Are of the past week:

30 June 1 28-06-2013 10-35-40

30 June 2 26-06-2013 11-26-32

30 June 4 25-06-2013 15-56-20

30 June 6 21-06-2013 11-28-18

30 June 6 21-06-2013 11-31-19

30 June 7 21-06-2013 11-30-37

30 June 7 21-06-2013 11-30-51

30 June 9 25-06-2013 14-48-24

30 June 10 25-06-2013 14-45-04

30 June 12 24-06-2013 10-54-20

Ha. Just as I was about to send this, an email dropped into my inbox, from one of my various Google Alerts. It was from CNN. CNN, without fear or favour, was asking the big questions this morning. Are women foolish to love stilettos? it wanted to know. Talk about the utter idiocy of the universal we. There are about eight-seven things wrong with that question. I almost jumped onto the highest of my high horses, ready to gallop off in all directions. Then I thought: it’s a Sunday. The birds are singing. Stanley the Dog is stalking a fly in the next room, amusing himself mightily. I put the horse away. I laughed, instead.


  1. "It's real" and "I laughed instead". Yes, these are the answers.

  2. In my time I have written sonnets, sung Mozart arias, painted rather competent watercolours, decorated several houses and made three or four gardens in different counties, not always on the easiest of ground. I am pleased with all of them, and been admired for all of them. I like to strive and have something to show for it. I like to look at my achievements, on my own or with others, and be glad I made the effort, for now there is something where once there was not.

    But my biggest LOOK LOOK is my daughter. Even now, more than 32 years since I made her in my tummy (wot is magic), I am stunned by how well she came out. But at least half the credit for that is down to her herself. I can be proud of her and proud for her, and it's just lovely.

    1. What you wrote here so resonates with me and how I feel about my 32-year-old daughter. Thank you.

    2. 1981 must have been a good vintage, Diane

  3. I think the "look, look" issue relates back to that old standard "if a tree falls in the woods and there's no one there to witness it, does it make a sound?". We (there I go) none of us want to live a life unwitnessed - we feel like our sounds have to be heard to be "real". Maybe? Then again, I've always been one who talked to the trees, so I've never really felt alone.

    As for sharing "look, look" moments, I've found it hard to find people who are truly, genuinely happy for anyone else's triumphs. The same people who will come home from a cruise holiday (the same one they take every year) and recount every excruciating detail of how much they drank, how awful the food was, etc., will walk off after half a sentence of my reminiscence of a vacation to Scotland, or Maine... so many people only want to hear the sound of their own voice. They have no interest in sharing the triumphs of others.

    I actually enjoy hearing about your triumphs.

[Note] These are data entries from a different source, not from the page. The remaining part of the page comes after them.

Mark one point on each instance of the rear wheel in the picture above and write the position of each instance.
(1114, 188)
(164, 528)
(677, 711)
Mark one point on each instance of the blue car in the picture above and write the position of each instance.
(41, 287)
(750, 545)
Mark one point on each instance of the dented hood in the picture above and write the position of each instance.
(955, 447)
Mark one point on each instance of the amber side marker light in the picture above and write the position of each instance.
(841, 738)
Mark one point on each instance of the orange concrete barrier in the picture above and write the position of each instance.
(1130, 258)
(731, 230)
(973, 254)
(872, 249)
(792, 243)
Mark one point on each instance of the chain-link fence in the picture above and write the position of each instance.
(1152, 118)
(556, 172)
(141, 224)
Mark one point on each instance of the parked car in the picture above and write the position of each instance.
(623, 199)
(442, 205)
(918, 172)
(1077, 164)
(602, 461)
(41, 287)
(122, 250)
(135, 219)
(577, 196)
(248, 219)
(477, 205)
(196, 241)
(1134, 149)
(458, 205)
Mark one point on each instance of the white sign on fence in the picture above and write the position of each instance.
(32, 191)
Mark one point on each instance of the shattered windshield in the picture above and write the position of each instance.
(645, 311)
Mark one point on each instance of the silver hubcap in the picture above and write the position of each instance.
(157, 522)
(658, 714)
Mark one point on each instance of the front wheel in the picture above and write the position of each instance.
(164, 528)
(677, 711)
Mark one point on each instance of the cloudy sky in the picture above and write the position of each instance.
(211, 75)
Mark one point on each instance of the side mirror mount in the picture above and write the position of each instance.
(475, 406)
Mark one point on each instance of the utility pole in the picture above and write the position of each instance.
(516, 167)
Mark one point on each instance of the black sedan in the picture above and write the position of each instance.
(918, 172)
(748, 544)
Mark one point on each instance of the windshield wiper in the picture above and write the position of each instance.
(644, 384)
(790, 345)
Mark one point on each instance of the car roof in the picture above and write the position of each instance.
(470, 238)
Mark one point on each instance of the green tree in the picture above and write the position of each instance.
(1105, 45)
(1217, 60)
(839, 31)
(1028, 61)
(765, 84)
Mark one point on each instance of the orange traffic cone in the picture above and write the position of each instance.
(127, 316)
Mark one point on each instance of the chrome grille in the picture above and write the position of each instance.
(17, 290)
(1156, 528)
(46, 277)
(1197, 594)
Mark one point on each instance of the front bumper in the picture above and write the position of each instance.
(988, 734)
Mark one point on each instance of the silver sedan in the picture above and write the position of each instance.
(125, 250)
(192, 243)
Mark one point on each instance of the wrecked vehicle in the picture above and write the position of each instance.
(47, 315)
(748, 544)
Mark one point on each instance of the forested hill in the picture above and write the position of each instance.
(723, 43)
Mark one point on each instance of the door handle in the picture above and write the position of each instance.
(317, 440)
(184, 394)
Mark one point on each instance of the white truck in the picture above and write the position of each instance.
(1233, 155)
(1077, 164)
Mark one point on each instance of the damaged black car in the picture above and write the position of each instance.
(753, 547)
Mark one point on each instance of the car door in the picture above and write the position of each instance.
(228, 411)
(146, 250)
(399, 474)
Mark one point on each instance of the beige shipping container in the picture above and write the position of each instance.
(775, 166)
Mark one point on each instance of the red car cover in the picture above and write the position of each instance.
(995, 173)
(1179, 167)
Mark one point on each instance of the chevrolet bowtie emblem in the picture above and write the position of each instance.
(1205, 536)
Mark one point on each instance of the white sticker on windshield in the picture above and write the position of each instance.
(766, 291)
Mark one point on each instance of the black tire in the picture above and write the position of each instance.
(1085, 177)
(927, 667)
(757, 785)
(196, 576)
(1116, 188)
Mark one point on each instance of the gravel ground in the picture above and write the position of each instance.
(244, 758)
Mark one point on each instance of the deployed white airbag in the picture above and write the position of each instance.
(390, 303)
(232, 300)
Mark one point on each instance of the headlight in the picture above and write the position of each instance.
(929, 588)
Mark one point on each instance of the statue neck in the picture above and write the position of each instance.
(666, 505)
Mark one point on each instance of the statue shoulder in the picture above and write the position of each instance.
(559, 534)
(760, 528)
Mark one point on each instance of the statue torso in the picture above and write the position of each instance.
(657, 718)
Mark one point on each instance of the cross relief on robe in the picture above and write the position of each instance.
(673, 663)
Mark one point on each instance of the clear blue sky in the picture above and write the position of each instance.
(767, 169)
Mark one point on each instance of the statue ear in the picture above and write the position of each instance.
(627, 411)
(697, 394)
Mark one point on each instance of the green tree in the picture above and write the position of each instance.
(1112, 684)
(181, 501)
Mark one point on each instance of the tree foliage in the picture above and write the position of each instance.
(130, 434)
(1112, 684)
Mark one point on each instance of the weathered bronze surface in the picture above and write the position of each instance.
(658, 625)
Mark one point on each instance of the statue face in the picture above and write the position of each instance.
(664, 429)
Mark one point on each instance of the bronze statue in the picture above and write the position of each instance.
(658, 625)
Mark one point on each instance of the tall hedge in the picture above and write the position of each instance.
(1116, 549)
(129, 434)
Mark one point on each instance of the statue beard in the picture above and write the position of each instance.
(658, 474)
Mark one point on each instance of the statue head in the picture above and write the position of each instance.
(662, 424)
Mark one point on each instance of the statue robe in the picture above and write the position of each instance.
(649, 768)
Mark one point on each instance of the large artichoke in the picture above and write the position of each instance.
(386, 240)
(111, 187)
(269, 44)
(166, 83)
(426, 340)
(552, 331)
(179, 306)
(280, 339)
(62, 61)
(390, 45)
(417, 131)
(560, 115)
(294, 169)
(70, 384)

Your winning money on a race. Your breakthroughs with Red. Your fabulous photos. So know that you can always find an appreciative audience for your "look, look" moments here.

  4. A most beautiful post about the small things, and about those who have the skill and interest in other's look-look moments. It is a skill that I strive for, but often fail at....liking too much the sound of my own voice and my story. Thanks for putting all this into beautiful words.

  5. Seemed to me your celebrating your gambling winnings was just you punching the air. Unfettered childlike glee. A rare collision of victories after months of the usual disappointments. Most gamblers tend to plough a lone furrow and, if anything like me, aren't surrounded by other people who "get it".

    So it's great to find a small bunch of like-minded mates or a large bunch of Twitter-mates, who understand your joy, and even celebrate it with you - though only if they haven't had too bad a day themselves...

  6. An acca is always a triumph against the odds. Well done.

  7. I LOVE hearing about others' "triumphs" -- large, small, everything in between. I feel happy and it/ they give me hope.

    I continue to be -- I believe gobsmacked is a fitting adjective here -- at your betting successes. As I've said before, I couldn't pick a winner even if there was only one horse in the race!